Future polling lifecycle

async fn foo() -> T is sugar for fn foo() -> impl Future<Output = T>. Inside, every .await becomes a suspension point in the generated state machine.

Hands-on Example

A small async function fetching two URLs concurrently with Tokio.

use tokio::time::{sleep, Duration};

async fn fetch(name: &str, ms: u64) -> String {
    sleep(Duration::from_millis(ms)).await;
    format!("{name} done after {ms}ms")
}

#[tokio::main]
async fn main() {
    // Sequential: ~150ms total
    let a = fetch("a", 100).await;
    let b = fetch("b", 50).await;
    println!("{a}\n{b}");

    // Concurrent: ~100ms total
    let (a, b) = tokio::join!(fetch("a", 100), fetch("b", 50));
    println!("{a}\n{b}");

    // Spawning lets futures run on background tasks
    let handle = tokio::spawn(fetch("c", 75));
    println!("{}", handle.await.unwrap());
}

tokio::join! polls multiple futures on the current task in parallel. tokio::spawn hands a future to the runtime as an independent task that can run on any worker thread.

Common Pitfalls

Blocking the runtime: calling std::thread::sleep or doing CPU-heavy work inside an async function blocks the worker thread and starves other tasks. Use tokio::time::sleep for waiting, and spawn_blocking for CPU-bound work.
Holding non-Send state across .await: if any value held across an await point is not Send, the future itself is not Send and cannot be spawned. The compiler error points to the offending value.
Borrowing across await: borrows must be valid across all suspension points. Refactor to clone, restructure scopes, or use owned types.
Forgetting to .await: a future on its own does nothing. Calling foo() without .await produces a warning and the work never starts.
Mixing runtimes: do not call Tokio APIs from inside an async-std runtime, or vice versa. Stick to one.

Practical Tips

For concurrency, choose between join! (run all to completion), select! (return when the first finishes), and FuturesUnordered (a stream of futures with dynamic membership). Each has a clear use case.

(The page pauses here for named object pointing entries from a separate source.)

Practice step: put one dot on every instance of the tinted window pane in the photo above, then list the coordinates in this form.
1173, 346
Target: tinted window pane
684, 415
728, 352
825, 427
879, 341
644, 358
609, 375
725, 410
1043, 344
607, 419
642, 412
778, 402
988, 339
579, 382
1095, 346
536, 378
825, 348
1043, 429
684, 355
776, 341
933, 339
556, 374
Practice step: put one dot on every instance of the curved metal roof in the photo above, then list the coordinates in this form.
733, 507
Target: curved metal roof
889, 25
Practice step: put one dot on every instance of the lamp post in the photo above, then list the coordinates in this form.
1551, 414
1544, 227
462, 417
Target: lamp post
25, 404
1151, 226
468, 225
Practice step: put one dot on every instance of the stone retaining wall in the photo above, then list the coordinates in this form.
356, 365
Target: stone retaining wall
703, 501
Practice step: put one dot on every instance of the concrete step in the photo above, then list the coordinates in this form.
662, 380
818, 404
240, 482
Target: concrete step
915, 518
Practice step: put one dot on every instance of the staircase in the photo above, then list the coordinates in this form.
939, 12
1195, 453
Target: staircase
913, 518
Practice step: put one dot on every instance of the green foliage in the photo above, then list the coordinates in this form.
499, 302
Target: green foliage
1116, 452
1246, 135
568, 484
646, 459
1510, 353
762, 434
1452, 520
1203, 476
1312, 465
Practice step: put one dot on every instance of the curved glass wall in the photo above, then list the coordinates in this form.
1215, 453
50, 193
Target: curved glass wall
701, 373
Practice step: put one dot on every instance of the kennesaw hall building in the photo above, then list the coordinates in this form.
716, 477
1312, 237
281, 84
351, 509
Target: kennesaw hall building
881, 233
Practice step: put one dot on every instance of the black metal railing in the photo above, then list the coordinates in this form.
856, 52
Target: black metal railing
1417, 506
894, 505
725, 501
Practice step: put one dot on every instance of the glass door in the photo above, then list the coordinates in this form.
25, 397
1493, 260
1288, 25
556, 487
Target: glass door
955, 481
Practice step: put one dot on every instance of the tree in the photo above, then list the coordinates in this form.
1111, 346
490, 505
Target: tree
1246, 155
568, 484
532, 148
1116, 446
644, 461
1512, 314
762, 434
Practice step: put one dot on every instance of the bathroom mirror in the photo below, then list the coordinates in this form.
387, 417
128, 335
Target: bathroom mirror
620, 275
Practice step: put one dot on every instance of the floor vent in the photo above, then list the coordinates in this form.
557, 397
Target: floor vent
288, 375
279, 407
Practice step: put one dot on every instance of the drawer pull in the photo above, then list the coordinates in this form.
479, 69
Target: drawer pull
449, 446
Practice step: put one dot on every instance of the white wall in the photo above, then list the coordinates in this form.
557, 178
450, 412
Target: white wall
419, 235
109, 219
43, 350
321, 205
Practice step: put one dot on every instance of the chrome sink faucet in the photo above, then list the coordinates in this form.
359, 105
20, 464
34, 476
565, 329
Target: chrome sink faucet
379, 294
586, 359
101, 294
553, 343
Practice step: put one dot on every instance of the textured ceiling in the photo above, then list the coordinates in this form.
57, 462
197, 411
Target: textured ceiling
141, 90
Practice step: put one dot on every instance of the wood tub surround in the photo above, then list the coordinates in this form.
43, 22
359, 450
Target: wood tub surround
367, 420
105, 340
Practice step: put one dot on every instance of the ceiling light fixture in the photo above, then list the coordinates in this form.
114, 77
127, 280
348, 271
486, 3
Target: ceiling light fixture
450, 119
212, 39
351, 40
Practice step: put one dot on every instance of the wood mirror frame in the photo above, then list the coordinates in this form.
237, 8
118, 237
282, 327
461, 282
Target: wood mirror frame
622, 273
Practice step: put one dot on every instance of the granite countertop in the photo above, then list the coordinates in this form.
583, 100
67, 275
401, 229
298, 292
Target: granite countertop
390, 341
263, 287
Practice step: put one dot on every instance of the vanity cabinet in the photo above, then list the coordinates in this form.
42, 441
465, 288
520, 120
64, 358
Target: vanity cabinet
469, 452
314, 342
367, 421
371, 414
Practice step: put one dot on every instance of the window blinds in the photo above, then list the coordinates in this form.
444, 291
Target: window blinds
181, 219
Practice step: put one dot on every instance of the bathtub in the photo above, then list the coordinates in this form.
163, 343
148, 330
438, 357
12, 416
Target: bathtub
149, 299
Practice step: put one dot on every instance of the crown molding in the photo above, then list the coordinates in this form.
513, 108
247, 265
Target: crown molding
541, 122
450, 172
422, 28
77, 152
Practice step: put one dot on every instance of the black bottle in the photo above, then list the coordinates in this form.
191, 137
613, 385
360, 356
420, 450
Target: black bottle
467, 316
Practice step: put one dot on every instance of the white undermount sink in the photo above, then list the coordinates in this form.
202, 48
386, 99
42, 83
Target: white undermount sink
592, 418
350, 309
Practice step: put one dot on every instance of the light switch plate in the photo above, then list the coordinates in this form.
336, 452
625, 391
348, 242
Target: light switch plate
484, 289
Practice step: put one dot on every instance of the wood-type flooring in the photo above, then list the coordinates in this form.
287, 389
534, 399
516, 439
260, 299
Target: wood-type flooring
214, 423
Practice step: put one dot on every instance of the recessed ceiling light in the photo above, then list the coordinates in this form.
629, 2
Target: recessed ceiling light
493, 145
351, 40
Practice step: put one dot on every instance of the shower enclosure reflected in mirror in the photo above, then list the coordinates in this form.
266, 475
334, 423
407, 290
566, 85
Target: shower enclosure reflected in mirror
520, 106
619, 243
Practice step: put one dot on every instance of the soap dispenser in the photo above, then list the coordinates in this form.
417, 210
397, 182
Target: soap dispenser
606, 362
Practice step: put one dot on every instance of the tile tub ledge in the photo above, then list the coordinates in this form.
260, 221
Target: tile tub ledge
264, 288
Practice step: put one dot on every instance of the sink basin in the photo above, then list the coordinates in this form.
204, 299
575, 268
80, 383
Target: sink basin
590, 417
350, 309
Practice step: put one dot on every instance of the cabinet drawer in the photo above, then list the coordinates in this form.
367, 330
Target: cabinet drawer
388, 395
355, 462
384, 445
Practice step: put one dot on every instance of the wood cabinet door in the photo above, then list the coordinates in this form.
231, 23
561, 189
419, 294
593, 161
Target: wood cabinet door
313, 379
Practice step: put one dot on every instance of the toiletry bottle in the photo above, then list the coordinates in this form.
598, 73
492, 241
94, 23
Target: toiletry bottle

Cancellation in Rust is just dropping the future. Anything held by a future runs its destructor when the future is dropped, so RAII-style cleanup still works. Plan for this: do not hold a mutex guard across an await if cancellation could leave the lock in a surprising state.

Use #[tracing::instrument] from the tracing crate to follow tasks. Stack traces are less helpful in async code; structured logs and spans are the right tool.

When debugging “future is not Send” errors, check for Rc, RefCell, or raw pointers across an await. Replace with Arc, Mutex, or restructure the borrow.

For libraries, return impl Future<Output = T> rather than wrapping in Box<dyn Future> unless you really need dynamic dispatch. Static dispatch keeps zero-cost guarantees.

Wrap-up

Async Rust is a small language feature plus a big ecosystem. The feature is async/await, which compiles your code into a state machine of Future values. The ecosystem is the runtime that polls those futures and the I/O drivers that wake them when bytes arrive. Once you internalize the polling model, error messages stop being mysterious and patterns like join, select, and spawn_blocking fall into clear roles. The payoff is concurrency that scales to thousands of connections with predictable, allocation-free code.